La Cassazione, mediante l’ordinanza n. 29925 del 18 novembre 2019, si è espressa sul rapporto sussistente tra gli articoli 1117 e 840 del Codice Civile.

In particolare secondo la Cassazione, oggetto di proprietà comune, agli effetti dell’art. 1117 c.c., è non solo la superficie a livello del piano di campagna, bensì tutta quella porzione del terreno su cui viene a poggiare l’intero fabbricato e dunque immediatamente pure la parte sottostante di esso.


Il termine “suolo”, adoperato dall’art. 1117 cc.c.assume, invero, un significato diverso e più ampio di quello supposto dall’art. 840 c.c., dove esso indica soltanto la superficie esposta all’aria.

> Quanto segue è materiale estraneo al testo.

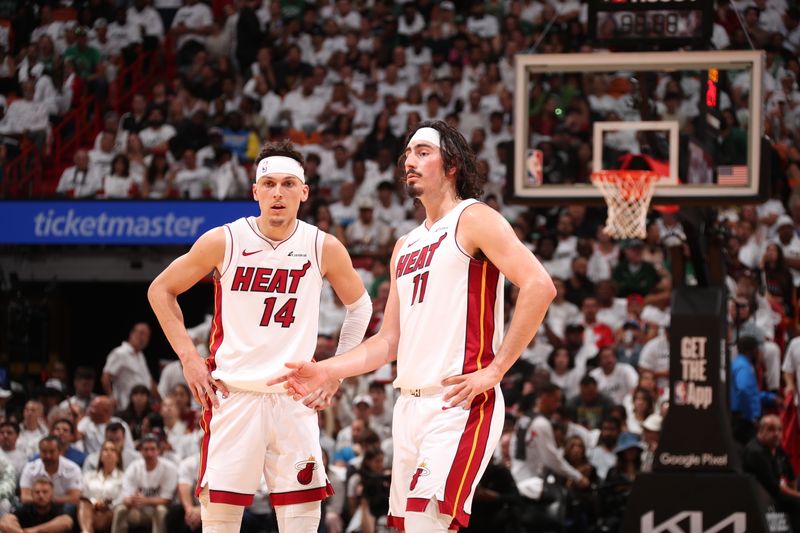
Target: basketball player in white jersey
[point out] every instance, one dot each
(444, 322)
(268, 273)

Piuttosto, l’art. 1117 c.c., letto sistematicamente con l’art. 840 c.c.., implica che il sottosuolo, costituito dalla zona esistente in profondità al di sotto dell’area superficiaria che è alla base dell’edificio (seppure non menzionato espressamente dall’elencazione esemplificativa fatta dalla prima di tali disposizioni), va considerato di proprietà condominiale, in mancanza di un titolo che ne attribuisca la proprietà esclusiva ad uno dei condomini.

Pertanto, nessun condomino può, senza il consenso degli altri partecipanti alla comunione, procedere all’escavazione in profondità del sottosuolo per ricavarne nuovi locali o per ingrandire quelli preesistenti, in quanto, attraendo la cosa comune nell’orbita della sua disponibilità esclusiva, verrebbe a ledere il diritto di proprietà degli altri partecipanti su una parte comune dell’edificio, privandoli dell’uso e del godimento ad essa pertinenti.